Written by Colin+ in geometry, statistics 1.
If I had £35 every time a student said "I don't get linear interpolation," I'd have pretty much the same business model as I do right now.
Everyone knows it's something to do with finding medians and quartiles, and something to do with the class width and... stuff. Some can even start writing down a fraction.
However, there's another way that involves less remembering and more... doing maths.
You remember at GCSE, if you wanted to find the median from a cumulative frequency graph, you'd draw a line across from the index of the median and follow it down to the axis. That's exactly what you do with linear interpolation except:
Well, if you were to draw the graph, it ought to go through the point at the end of the class below the median, and the end of the class containing the median. For example, if we had the table:
Height | Frequency | Cumulative |
---|---|---|
$0 \le x \lt 10$ | 5 | 5 |
$10 \le x \lt 20$ | 8 | 13 |
$20 \le x \lt 30$ | 19 | 32 |
$30 \le x \lt 40$ | 4 | 36 |
Since there are 36 whatevers, the median will be the height of the 18th thing. That's in the third group - which begins at (20, 13) and ends at (30, 32). All we need to do is find the gradient of the line through those two points, and then the value of $x$ that gives us $y=18$.
So, the gradient is $\frac{32-13}{30-20} = 1.9$, which makes the equation of the line $y - 13 = 1.9(x-20)$, picking the lower point.
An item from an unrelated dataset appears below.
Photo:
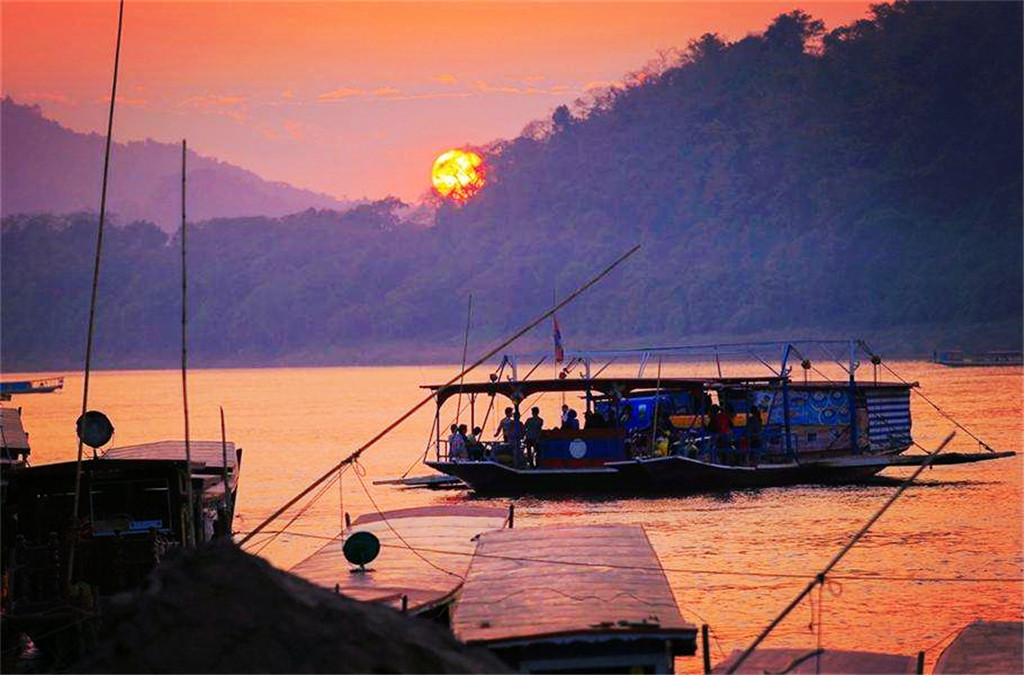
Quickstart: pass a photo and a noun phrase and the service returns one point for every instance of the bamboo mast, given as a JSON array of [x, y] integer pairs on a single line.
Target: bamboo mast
[[184, 352], [95, 286], [354, 456]]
It works just as well with the other.
Now, we want where $y=18$, so substitute that in to get $5 = 1.9 (x-20)$ and you can say $x-20 = \frac{5}{1.9}$ - or $x = 22.63$. That's your interpolated value for the median!
I'd be remiss in my duties if I didn't tell you to watch out for sneaky frequency tables that don't quite join up - where the measurements are rounded to the nearest whole number or similar. In that case, the lower end is half a unit lower than you might expect, and the upper end half a unit higher. For example, if you had classes of 7-8, 9-11 and 12-16 (all to the nearest whole number), the middle class is really 8.5 to 11.5.
This bit of sneakiness affects any method you use for finding the median - you'd do well to watch out for it!
(Edited 17/2/2014 to fix a typo)
srcav
Nice post on linear interpolation : http://t.co/baQLdRLxmG
nick
Hullo, we did linear interpolation today, please could I run a couple of things past you – in the example above, why is the first point 13,20 and not 14,20? Also you have the median position as n/2 , we have Ben told today to always use ( n+1)/2 and round up if need be.. And then lastly someone said something about this median position being different for aqa and edecel! Any truth in that? Oh one last thing, we didn’t use this graphical way and y=MX+c method at all, we drew the class interval as 13 to 32 on top with an 18 sandwiched in between, and 20 to 30 on the bottom, so the answer was got via a ratio calculation, so (18-13)/q-20 equal to (32-13)/30-20. Might be nice to add this method as well? But I’ll definitely mention the y=MX+c method tomorrow! Thanks!
Colin
Hi, Nick,
It’s (13,20) because otherwise we have two distinct whatevers with a height of 20 (the last in the 10-20 group and the first in the 20-30).
As for the $\frac n2$ versus $\frac{n+1}{2}$ question, my understanding is that you’d use $\frac{n+1}{2}$ for a list of numbers and $\frac{n}{2}$ for a distribution like this; in practice, it makes very little difference and (to the best of my recollection) the mark scheme allows either in this kind of question.
Towards the start of the post, I refer to the main method — the idea of the TMTOWTDI posts is to give an alternative to the way you’re normally taught.
Tam
Colin thanks for the excellent explanation. I have just one quick question relating to the sneaky frequency tables mentioned at the end.
Say I had a table that went
0-2
3-5
6-8
9-11
I understand the second and third ranges are actually 2.5-5.5 and 5.5-8.5 respectively.
But what happens if the median was in the first or last ranges? Would they be 0-2.5 and 8.5-11 respectively?
Thanks
Colin
That’s a great question, and one I don’t have a one-size-fits-all answer for. I think:
* If you got a question where that detail was significant (which is unlikely), either answer would be accepted as correct.
* There may be some context that makes it clear – for example, it might make no sense for the thing you’re measuring to be negative, in which case 0 would be the lower bound
* The whole thing is ridiculous – giving an answer “correct” to several significant figures when you have literally no idea of the distribution inside each range is a perfect example of precision rather than accuracy.
Gemgem
Hi. I have a question. This is may assignment. I hope you can help me. How to find for decile with linear interpolation?. Thanks in advance
Colin
It works much the same way! If you’re interested in the first decile, instead of finding the middle number, you find the number a tenth of the way through – if you had 36 numbers, you’d want number 3.6 – and go through exactly the same process.